The Clontarf Foundation is a charitable not-for-profit organisation formed to improve the education, discipline, life skills, self-esteem and employment prospects of young Aboriginal and Torres Strait Islander men.
Mineral Resources (MinRes) has committed the funding over three years which will help bolster Clontarf's national programs and also develop employment pathways for graduates into MinRes.
Clontarf Chief Executive, Gerard Neesham, said the foundations partners played an important role in developing the young men enrolled in their programs.
Neesham, who was the inaugural coach of the Fremantle Dockers, launched Clontarf in 2000 with just 25 boys and now the foundation caters for over 11,500 boys in 158 schools across Australia.

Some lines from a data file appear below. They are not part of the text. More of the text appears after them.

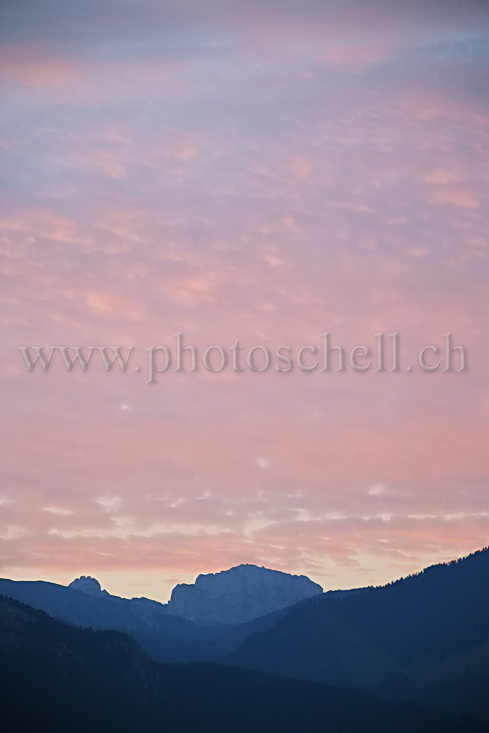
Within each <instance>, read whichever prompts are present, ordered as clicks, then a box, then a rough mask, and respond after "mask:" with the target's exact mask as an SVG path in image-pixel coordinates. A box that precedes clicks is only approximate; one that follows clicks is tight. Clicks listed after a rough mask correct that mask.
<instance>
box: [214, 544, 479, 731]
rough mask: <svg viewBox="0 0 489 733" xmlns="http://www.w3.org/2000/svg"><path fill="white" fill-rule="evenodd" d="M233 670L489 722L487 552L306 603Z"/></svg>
mask: <svg viewBox="0 0 489 733" xmlns="http://www.w3.org/2000/svg"><path fill="white" fill-rule="evenodd" d="M226 661H227V662H229V663H230V664H239V665H241V666H245V667H248V668H251V669H255V670H260V671H263V672H267V673H270V674H281V675H284V676H289V677H296V678H302V679H308V680H316V681H321V682H327V683H329V684H333V685H342V686H349V687H353V688H355V689H358V690H362V691H365V692H369V693H373V694H376V695H379V696H383V697H385V698H390V699H412V700H418V701H423V702H426V703H427V704H432V705H434V706H438V707H441V708H443V709H446V710H451V711H457V712H464V713H467V714H471V715H474V716H477V717H480V718H483V719H485V720H489V695H488V694H487V691H488V690H489V550H488V549H487V548H486V549H484V550H481V551H479V552H476V553H474V554H472V555H469V556H468V557H466V558H464V559H461V560H458V561H454V562H451V563H447V564H441V565H435V566H432V567H430V568H427V569H426V570H424V571H423V572H421V573H419V574H418V575H414V576H410V577H408V578H404V579H401V580H399V581H396V582H395V583H391V584H389V585H387V586H385V587H381V588H369V589H366V590H364V591H363V592H362V593H357V594H351V595H346V596H342V597H338V596H330V595H328V594H324V595H322V596H318V597H316V598H313V599H310V600H307V601H304V602H302V603H300V604H298V605H296V606H294V607H293V608H291V609H290V610H288V611H287V612H286V613H285V614H283V615H282V616H281V617H280V618H279V619H278V621H277V623H276V624H274V625H272V626H270V627H268V628H266V629H265V630H263V631H260V632H258V633H254V634H251V635H249V636H248V637H247V638H245V640H244V641H243V642H242V643H241V644H240V645H239V646H238V648H237V649H236V650H235V651H233V652H231V653H230V654H229V655H228V656H227V657H226Z"/></svg>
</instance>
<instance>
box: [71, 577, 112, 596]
mask: <svg viewBox="0 0 489 733" xmlns="http://www.w3.org/2000/svg"><path fill="white" fill-rule="evenodd" d="M68 588H73V589H74V590H79V591H81V592H82V593H88V594H89V595H91V596H97V595H99V593H104V594H105V595H108V593H107V591H106V590H102V587H101V585H100V583H99V582H98V580H97V579H96V578H92V577H91V576H90V575H80V577H79V578H75V580H73V581H72V582H71V583H70V584H69V586H68Z"/></svg>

"Not only does this partnership provide funding that allows Clontarf's academies to operate and grow, but it also provides important employment pathways for the young Aboriginal and Torres Strait Islander men living in the communities where our organisations co-exist," Neesham said.
Gilmore Clontarf Academy Director Brett Pilling, who along with several students visited MinRes HQ recently said all the activities at Clontarf were geared up to make sure students were ready for employment once they graduated.

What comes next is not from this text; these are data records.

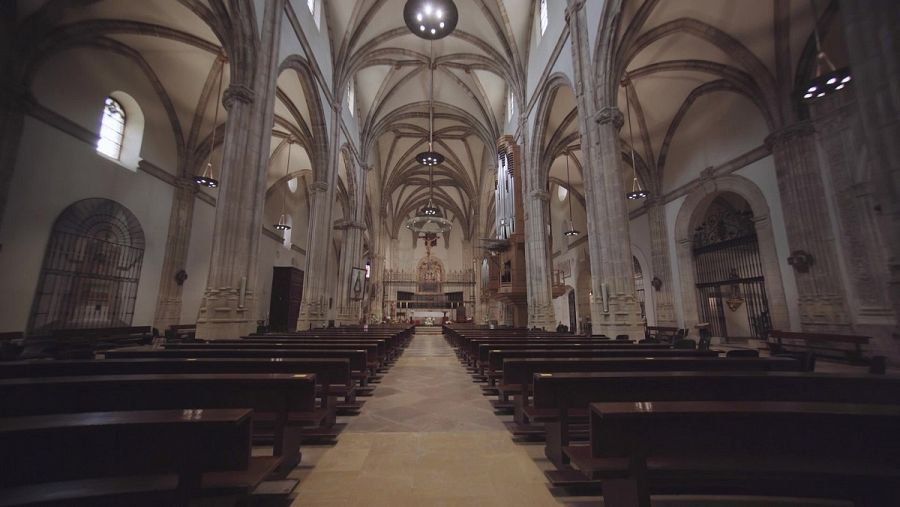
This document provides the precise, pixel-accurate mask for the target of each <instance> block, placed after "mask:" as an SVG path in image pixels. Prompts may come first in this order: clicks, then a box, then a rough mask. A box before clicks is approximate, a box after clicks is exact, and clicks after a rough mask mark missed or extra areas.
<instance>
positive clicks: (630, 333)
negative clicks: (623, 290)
mask: <svg viewBox="0 0 900 507" xmlns="http://www.w3.org/2000/svg"><path fill="white" fill-rule="evenodd" d="M593 299H594V300H592V301H591V334H595V335H597V334H603V335H606V336H609V337H610V338H615V337H616V336H618V335H623V334H624V335H628V337H629V338H630V339H632V340H640V339H642V338H643V337H644V321H643V319H642V318H641V307H640V304H639V303H638V302H637V299H635V298H634V297H633V296H618V297H611V298H609V311H606V312H604V311H603V310H604V308H603V300H602V299H600V298H593Z"/></svg>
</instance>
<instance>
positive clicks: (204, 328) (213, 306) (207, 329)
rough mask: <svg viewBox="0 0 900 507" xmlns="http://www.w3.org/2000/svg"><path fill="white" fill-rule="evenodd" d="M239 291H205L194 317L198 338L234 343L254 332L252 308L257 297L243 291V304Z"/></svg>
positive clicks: (230, 289) (252, 312)
mask: <svg viewBox="0 0 900 507" xmlns="http://www.w3.org/2000/svg"><path fill="white" fill-rule="evenodd" d="M240 303H241V301H240V291H239V290H238V289H231V288H223V289H207V290H206V294H205V295H204V296H203V303H202V304H201V305H200V314H199V316H198V318H197V338H202V339H204V340H236V339H238V338H240V337H241V336H246V335H248V334H250V333H253V332H255V331H256V321H255V320H254V319H253V317H252V315H253V311H252V310H251V309H252V308H255V306H256V298H255V297H254V295H253V293H251V292H250V291H245V293H244V301H243V305H241V304H240Z"/></svg>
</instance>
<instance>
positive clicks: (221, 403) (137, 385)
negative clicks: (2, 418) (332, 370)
mask: <svg viewBox="0 0 900 507" xmlns="http://www.w3.org/2000/svg"><path fill="white" fill-rule="evenodd" d="M315 386H316V384H315V375H312V374H304V373H296V374H169V375H161V374H153V375H100V376H77V377H37V378H15V379H3V380H0V399H2V400H3V404H2V406H0V416H3V417H16V416H25V415H47V414H56V413H66V412H73V413H74V412H95V411H121V410H161V409H176V408H252V409H254V410H255V413H254V418H255V419H256V420H257V421H258V422H259V421H272V425H273V442H274V443H273V449H274V454H275V456H284V457H285V461H286V464H287V466H289V467H292V466H293V465H294V464H296V463H298V462H299V461H300V456H301V455H300V452H299V444H300V438H301V432H300V431H299V429H300V428H302V427H310V428H318V427H320V426H321V425H322V424H323V423H324V422H325V421H326V420H327V418H328V416H329V409H327V408H324V407H317V406H316V394H315Z"/></svg>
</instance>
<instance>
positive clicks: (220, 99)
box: [193, 56, 225, 188]
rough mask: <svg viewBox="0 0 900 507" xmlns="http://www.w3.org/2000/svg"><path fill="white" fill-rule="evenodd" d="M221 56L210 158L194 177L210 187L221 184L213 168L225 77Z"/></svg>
mask: <svg viewBox="0 0 900 507" xmlns="http://www.w3.org/2000/svg"><path fill="white" fill-rule="evenodd" d="M219 58H221V59H222V69H221V70H220V71H219V93H218V94H216V114H215V116H213V125H212V132H210V135H209V158H207V159H206V166H205V167H204V168H203V172H202V173H201V174H196V175H194V177H193V180H194V183H196V184H198V185H201V186H204V187H208V188H216V187H218V186H219V180H217V179H215V178H214V177H213V170H212V152H213V148H214V146H215V140H216V124H218V123H219V104H220V103H221V102H222V79H223V78H224V77H225V57H224V56H220V57H219ZM223 156H224V155H223Z"/></svg>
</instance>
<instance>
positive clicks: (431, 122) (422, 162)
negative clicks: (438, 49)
mask: <svg viewBox="0 0 900 507" xmlns="http://www.w3.org/2000/svg"><path fill="white" fill-rule="evenodd" d="M428 68H429V71H430V73H431V78H430V79H429V82H428V151H423V152H421V153H419V154H418V155H416V161H417V162H419V163H420V164H422V165H424V166H428V167H431V166H436V165H438V164H441V163H443V162H444V156H443V155H441V154H440V153H438V152H436V151H434V43H431V44H430V45H429V54H428Z"/></svg>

"That includes the challenge of public speaking, which is why these types of interactions with corporate partners such as MinRes are so valuable in helping to build confidence," he said.
MinRes Managing Director Chris Ellison said he was looking forward to this relationship with Clontarf and delivering positive outcomes in the community.
"We want our major projects across Western Australia to create meaningful employment opportunities for young Aboriginal and Torres Strait Islander people so they can share in MinRes' success," he said.